An Overview of Extensible Markup Language

An Overview of Extensible Markup Language

By Carol E. Wolf, Professor Emeritus, Pace University, NY

Some History......

Unicode......

XML Tags and Rules......

XML Example for an Address......

Tree Structure......

Attributes......

Entities and CDATA......

XHTML......

Document Type Definitions......

A DTD for the Address Example......

A Grocery Store Example......

A Cascading Style Sheet for the Grocery Example......

Attributes and DTDs......

XML Schema......

Namespaces......

Simple Address Example......

Attributes in Schema......

Extensible Stylesheet Language Transformations......

Transformation for the Address Example......

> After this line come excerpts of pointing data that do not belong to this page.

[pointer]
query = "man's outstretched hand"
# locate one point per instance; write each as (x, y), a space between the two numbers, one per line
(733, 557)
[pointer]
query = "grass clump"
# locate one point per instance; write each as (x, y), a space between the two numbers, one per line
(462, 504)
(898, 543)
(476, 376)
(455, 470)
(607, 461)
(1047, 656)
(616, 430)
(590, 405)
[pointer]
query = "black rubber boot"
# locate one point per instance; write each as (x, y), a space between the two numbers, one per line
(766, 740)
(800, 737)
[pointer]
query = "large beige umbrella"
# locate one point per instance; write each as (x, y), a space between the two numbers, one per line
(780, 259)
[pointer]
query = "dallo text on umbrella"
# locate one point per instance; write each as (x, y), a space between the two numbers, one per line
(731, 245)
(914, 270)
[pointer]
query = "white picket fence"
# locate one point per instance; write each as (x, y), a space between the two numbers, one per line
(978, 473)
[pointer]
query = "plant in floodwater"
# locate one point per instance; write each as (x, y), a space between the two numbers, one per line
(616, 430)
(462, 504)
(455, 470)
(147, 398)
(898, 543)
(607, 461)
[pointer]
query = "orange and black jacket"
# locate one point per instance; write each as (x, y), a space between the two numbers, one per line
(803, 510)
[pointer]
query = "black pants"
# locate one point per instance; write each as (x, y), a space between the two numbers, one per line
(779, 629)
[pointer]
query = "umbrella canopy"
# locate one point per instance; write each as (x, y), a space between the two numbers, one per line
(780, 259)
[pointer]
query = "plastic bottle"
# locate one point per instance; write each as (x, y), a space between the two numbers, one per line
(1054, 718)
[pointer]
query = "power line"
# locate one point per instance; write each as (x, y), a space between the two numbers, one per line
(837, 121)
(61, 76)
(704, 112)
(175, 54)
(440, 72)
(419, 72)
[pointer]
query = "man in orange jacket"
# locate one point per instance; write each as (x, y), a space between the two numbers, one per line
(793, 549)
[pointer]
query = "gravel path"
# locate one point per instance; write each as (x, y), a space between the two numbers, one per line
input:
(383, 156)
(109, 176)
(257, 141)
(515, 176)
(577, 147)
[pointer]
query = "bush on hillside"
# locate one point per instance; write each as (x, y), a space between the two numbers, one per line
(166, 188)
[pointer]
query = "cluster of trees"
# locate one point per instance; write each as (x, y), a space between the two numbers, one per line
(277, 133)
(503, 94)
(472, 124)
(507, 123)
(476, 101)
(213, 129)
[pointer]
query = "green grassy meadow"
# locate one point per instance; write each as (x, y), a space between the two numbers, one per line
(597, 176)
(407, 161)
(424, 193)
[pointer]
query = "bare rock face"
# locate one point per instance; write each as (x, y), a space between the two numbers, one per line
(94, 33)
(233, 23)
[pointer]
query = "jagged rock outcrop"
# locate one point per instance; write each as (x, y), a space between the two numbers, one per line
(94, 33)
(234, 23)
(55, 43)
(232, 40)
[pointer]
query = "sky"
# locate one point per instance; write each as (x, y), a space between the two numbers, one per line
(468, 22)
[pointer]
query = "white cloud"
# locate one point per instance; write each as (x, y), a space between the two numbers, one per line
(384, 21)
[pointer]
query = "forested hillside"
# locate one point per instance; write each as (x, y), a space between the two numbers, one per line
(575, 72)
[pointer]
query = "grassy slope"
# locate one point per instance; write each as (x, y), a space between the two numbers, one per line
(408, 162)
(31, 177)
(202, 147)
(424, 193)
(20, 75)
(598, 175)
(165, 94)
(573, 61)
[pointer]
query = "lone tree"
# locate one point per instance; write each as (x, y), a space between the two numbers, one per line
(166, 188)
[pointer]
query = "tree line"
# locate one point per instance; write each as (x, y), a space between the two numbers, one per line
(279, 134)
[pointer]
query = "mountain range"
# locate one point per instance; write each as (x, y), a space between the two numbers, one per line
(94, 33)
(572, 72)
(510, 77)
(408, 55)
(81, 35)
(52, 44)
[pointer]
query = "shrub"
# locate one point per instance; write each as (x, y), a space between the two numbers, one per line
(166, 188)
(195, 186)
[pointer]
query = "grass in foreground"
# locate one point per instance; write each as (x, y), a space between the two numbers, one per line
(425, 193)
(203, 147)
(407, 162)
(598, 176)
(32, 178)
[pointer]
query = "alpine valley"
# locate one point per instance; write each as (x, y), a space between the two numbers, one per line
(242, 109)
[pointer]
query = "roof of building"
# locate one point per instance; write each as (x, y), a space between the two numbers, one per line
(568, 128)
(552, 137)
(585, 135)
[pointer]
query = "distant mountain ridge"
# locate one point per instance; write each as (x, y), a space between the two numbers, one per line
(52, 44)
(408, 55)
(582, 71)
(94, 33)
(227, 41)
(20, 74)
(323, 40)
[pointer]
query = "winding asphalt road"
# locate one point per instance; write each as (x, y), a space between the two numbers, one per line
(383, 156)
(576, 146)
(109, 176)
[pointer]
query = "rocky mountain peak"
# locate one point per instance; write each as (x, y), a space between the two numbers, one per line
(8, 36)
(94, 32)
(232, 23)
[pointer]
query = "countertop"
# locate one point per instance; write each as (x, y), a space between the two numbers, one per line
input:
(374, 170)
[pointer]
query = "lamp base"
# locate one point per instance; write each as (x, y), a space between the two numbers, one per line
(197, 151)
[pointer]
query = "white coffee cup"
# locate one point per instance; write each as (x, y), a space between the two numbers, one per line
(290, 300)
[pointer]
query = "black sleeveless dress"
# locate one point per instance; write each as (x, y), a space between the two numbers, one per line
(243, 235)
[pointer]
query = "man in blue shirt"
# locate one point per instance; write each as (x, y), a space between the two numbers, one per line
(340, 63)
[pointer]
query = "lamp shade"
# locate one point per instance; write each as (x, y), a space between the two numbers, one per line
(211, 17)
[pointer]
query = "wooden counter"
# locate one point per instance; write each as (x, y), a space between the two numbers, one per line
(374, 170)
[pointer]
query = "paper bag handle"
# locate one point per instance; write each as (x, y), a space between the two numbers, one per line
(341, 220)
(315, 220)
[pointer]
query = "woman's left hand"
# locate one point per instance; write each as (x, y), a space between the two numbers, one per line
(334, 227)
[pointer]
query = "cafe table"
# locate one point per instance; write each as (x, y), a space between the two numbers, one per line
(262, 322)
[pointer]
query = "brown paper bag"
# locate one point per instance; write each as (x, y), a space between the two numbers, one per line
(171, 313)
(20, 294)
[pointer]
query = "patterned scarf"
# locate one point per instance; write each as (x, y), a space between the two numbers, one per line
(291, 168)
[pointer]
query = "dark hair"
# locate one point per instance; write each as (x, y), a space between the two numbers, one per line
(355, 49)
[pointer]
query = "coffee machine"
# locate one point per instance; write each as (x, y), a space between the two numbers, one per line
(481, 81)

An Address Book Example......

The Roster Example......

XPath......

Using the Attributes......

Java Support for Transformations......

XML Parsers......

Element Extractor......

DOM Parsers......

References......

An Overview of Extensible Markup Language

Some History

Standard Generalized Markup Language (SGML) was developed in the 1960s and 1970s. Its purpose was to provide a standard way to annotate (markup) documents that was system independent. It became an ISO (International Standards Organization) standard in 1986. It was widely used for text processing up until 2000, but now most applications use XML.

Extensible Markup Language (XML) grew out of SGML. It is somewhat easier to use and so has to a large extent replaced SGML. It was published as a Recommendation by the W3C[1] in 1998. This recommendation (essentially equivalent to a standard) has been undated with a number of additions and modifications. XML itself has a number of subsets, including RSS[2], used to exchange new bulletins, and MathML, a markup language for mathematics.

Hypertext Markup Language (HTML) was developed by Tim Berners-Lee in 1992[3] along with his invention of Hypertext Transfer Protocol (HTTP). Together HTML and HTTP created the World Wide Web. Berners-Lee adapted SGML tags for HTML, carrying over some basic ones. His most important contribution was the addition of the anchor tag <a> together with its hypertext reference, href..

It is noteworthy that HTML predated XML. The first version of HTML was quite simple enabling the development of the first browser, Mosaic.[4] Mosaic used the tags to guide the way it displayed a document. It and subsequent browsers were quite forgiving of markup errors. If thetags did not determine how to display something, they either omitted the text or displayed the HTML itself.

Recently a need was seen for a version of HTML that also obeyed all the requirements of XML. The result was XHTML (Extensible HTML). The W3C came out with a Recommendation for XHTML[5] in 2000, which was revised in 2002. XHTML is a subset of XML. It follows all the rules of XML and adds a few additional restrictions.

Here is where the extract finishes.